Projeto de lei PL 565/2022 – A violência doméstica na subtração internacional

setembro 4, 2022 No comments exist

A deputada CELINA LEAO HIZIM FERREIRA apresentou o projeto de lei PL 565/2022 que estabelece as condições para o reconhecimento automático da violência doméstica como exceção à obrigação do retorno do art. 13b da Convenção da Haia de 1980 sobre os Aspectos Civis do Sequestro Internacional de Crianças.

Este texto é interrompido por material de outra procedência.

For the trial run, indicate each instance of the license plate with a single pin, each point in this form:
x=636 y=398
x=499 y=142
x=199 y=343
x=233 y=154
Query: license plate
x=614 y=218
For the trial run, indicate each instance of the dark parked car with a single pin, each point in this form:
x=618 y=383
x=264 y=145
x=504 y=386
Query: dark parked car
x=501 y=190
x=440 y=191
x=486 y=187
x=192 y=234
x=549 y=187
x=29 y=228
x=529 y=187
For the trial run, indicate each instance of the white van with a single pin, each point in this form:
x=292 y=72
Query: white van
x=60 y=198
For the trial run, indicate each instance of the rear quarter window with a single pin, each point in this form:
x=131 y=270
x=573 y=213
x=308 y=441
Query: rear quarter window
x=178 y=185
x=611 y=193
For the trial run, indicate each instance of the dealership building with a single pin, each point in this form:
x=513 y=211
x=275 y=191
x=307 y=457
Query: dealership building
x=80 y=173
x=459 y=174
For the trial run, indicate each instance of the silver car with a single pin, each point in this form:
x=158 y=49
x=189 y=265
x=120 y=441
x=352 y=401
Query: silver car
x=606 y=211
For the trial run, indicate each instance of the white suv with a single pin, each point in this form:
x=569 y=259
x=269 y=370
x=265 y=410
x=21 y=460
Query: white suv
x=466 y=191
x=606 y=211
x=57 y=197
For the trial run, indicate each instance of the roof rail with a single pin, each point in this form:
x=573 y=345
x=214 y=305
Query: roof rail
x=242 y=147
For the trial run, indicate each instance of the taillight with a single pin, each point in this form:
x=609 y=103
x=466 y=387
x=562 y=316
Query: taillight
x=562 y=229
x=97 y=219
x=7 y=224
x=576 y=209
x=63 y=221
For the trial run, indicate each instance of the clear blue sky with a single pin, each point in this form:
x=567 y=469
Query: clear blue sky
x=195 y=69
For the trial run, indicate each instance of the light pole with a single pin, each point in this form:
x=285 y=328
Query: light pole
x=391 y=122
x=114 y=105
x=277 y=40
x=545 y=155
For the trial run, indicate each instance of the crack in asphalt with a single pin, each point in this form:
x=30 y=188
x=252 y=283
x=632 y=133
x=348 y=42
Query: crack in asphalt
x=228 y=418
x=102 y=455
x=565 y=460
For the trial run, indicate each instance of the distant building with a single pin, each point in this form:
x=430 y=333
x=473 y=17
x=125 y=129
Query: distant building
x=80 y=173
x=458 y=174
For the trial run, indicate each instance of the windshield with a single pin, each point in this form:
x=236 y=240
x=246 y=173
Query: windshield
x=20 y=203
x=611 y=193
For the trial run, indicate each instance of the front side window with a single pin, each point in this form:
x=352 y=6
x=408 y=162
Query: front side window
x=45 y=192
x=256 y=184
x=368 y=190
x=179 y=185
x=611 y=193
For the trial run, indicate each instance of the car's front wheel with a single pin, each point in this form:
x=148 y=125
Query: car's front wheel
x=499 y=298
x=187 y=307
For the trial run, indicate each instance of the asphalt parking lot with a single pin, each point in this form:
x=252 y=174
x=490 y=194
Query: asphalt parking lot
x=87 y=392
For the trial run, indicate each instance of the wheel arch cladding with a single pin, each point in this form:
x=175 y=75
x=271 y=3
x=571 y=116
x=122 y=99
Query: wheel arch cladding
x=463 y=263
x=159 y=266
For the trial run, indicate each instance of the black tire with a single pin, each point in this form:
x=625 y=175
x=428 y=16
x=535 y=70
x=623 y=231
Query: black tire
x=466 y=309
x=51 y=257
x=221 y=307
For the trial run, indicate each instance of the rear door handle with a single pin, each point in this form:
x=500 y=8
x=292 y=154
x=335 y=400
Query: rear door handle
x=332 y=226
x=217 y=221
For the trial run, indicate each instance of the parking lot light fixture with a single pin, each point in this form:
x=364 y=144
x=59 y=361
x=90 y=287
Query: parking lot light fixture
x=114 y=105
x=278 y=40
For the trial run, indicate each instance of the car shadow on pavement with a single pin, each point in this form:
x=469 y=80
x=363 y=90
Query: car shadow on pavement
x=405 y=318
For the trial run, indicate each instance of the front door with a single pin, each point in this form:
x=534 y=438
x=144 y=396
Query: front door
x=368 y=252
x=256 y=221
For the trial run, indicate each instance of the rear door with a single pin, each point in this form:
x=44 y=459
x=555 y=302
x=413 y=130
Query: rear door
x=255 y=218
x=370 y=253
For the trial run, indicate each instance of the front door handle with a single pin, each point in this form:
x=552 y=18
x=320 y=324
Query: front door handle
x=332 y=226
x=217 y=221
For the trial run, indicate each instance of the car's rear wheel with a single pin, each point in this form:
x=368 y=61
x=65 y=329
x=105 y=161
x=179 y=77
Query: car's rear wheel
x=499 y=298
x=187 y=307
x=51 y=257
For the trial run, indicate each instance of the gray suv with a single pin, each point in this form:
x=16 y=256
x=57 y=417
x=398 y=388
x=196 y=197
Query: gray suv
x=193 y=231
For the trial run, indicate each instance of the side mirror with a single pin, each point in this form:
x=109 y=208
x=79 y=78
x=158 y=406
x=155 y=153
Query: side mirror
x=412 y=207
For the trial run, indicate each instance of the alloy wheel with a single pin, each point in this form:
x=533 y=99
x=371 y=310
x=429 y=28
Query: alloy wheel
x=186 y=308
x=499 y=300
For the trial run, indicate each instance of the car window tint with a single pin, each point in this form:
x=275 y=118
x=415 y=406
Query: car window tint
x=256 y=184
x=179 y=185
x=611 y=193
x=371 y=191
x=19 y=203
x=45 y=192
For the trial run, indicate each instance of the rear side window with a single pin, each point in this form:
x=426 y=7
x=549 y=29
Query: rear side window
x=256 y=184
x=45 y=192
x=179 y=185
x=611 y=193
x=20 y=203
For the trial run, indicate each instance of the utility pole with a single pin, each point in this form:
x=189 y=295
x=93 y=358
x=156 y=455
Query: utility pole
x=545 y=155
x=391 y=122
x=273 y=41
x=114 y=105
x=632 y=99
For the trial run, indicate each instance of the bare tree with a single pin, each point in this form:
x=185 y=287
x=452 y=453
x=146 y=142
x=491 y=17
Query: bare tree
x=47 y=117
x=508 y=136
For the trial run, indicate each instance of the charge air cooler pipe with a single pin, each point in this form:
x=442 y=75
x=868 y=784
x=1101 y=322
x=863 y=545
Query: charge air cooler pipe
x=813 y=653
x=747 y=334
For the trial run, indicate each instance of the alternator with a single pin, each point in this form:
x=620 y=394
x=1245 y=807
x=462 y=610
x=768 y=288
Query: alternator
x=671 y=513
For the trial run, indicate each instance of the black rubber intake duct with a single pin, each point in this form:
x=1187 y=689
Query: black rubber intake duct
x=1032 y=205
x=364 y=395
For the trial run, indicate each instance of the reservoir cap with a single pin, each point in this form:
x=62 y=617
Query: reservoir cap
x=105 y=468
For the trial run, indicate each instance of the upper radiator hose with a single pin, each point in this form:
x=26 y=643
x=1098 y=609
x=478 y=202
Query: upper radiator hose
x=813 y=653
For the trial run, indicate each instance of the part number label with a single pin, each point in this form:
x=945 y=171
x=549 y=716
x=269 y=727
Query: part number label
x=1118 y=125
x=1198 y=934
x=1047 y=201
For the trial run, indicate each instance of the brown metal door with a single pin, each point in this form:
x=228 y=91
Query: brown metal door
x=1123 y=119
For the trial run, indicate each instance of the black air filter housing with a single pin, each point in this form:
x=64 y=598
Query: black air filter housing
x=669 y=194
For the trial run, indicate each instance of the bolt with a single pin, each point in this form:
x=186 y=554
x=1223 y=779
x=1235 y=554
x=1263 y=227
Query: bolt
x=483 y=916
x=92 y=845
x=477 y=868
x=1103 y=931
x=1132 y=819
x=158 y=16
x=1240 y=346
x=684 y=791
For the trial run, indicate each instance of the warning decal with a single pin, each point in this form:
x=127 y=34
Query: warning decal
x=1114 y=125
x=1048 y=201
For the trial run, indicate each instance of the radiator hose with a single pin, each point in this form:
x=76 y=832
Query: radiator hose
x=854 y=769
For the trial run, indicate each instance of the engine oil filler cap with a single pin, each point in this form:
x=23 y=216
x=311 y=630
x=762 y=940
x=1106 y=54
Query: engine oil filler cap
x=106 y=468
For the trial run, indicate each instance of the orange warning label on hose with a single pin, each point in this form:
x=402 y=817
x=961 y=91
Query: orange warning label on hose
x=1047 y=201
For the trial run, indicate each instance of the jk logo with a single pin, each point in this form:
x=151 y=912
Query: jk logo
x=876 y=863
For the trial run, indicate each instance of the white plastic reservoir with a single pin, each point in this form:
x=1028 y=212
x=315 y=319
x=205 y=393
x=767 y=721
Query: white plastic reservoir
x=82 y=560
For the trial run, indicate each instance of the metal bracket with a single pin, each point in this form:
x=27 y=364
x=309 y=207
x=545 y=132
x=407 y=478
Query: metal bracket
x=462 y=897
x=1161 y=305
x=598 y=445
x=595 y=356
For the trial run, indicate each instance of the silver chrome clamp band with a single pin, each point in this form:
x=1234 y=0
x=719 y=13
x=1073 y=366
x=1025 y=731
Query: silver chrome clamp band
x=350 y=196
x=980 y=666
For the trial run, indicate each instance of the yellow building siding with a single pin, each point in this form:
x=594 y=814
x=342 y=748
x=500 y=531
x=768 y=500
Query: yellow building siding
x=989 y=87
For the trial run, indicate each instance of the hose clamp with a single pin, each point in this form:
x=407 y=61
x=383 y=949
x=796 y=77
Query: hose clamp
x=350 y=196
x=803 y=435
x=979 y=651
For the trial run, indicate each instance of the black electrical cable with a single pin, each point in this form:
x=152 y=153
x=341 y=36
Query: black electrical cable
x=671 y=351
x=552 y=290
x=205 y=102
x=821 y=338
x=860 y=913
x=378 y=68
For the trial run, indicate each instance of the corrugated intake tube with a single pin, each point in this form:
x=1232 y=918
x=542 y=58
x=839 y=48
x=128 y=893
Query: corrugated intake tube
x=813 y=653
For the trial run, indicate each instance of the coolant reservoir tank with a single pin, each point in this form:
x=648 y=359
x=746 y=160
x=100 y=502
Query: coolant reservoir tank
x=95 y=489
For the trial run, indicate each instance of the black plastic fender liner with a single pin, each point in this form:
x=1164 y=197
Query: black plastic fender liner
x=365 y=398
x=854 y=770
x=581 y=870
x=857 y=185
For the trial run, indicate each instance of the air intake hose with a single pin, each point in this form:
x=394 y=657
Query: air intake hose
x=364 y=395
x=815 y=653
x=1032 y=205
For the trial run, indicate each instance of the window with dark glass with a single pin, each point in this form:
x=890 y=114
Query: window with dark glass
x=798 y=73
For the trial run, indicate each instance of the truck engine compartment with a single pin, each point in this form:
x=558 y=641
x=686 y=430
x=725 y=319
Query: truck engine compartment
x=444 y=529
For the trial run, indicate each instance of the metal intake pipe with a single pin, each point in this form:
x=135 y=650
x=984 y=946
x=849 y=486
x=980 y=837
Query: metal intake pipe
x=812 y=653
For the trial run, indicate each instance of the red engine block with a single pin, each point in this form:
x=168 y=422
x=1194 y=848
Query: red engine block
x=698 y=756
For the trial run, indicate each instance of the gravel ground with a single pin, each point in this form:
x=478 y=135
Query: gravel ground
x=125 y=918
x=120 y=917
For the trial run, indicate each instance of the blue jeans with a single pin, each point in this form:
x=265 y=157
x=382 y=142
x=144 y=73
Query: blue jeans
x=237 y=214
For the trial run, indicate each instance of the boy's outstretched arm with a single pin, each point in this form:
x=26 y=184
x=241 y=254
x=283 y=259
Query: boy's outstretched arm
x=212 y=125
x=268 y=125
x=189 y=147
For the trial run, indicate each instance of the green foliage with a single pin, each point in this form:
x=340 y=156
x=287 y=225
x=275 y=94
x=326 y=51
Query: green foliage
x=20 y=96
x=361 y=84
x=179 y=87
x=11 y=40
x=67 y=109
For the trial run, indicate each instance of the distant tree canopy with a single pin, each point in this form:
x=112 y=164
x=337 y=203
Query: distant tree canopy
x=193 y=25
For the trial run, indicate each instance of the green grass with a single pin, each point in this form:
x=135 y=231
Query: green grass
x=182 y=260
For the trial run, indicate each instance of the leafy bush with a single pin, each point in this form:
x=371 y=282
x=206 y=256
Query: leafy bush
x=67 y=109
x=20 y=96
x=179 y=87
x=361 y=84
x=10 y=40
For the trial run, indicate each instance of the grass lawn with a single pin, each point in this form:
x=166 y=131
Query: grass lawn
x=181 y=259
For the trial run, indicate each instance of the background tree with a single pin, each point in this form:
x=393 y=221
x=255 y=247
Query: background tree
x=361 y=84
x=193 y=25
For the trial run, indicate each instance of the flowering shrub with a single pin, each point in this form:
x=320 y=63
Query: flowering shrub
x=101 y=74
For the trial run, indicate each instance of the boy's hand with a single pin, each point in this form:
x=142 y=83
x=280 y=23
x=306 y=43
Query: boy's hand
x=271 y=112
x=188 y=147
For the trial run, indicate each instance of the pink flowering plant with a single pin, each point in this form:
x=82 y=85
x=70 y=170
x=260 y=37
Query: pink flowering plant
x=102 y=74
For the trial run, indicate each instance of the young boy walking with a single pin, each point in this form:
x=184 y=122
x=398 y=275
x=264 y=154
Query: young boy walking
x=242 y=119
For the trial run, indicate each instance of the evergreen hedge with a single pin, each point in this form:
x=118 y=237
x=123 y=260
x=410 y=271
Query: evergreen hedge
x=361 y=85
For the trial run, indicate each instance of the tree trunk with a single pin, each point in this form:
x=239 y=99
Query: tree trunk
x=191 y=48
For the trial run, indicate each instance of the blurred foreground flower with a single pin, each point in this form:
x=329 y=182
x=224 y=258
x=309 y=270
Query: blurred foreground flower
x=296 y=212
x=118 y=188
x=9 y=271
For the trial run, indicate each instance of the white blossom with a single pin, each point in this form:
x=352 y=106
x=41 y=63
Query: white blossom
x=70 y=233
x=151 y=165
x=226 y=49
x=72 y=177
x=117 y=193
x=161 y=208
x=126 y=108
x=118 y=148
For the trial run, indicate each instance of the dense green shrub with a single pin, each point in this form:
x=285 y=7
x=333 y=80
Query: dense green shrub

Esta proposta, porém, não resulta coerente com a Convenção da Haia de 1980 e com aquilo que foi concordado entre as nações.

Análise detalhada:

Art. 1º Esta Lei qualifica a exposição de crianças e adolescentes sob guarda de pais ou responsáveis legais brasileiros a situações de violência doméstica em país estrangeiro como situação capaz de submetê-los a grave risco de ordem física ou psíquica.

O art. 13b da CH80 não pode ser levantado sob a premissa de situações de violência doméstica.

A premissa do projeto lei não possui cabimento pois a o art. 13b trata de grave risco futuro (“no seu retorno”), não sendo suficiente o levantamento de hipóteses de mera capacidade possibilista (ou seja, onde basta subsistir uma probabilidade maior que zero) para gerar uma situação intolerável para o menor subtraído.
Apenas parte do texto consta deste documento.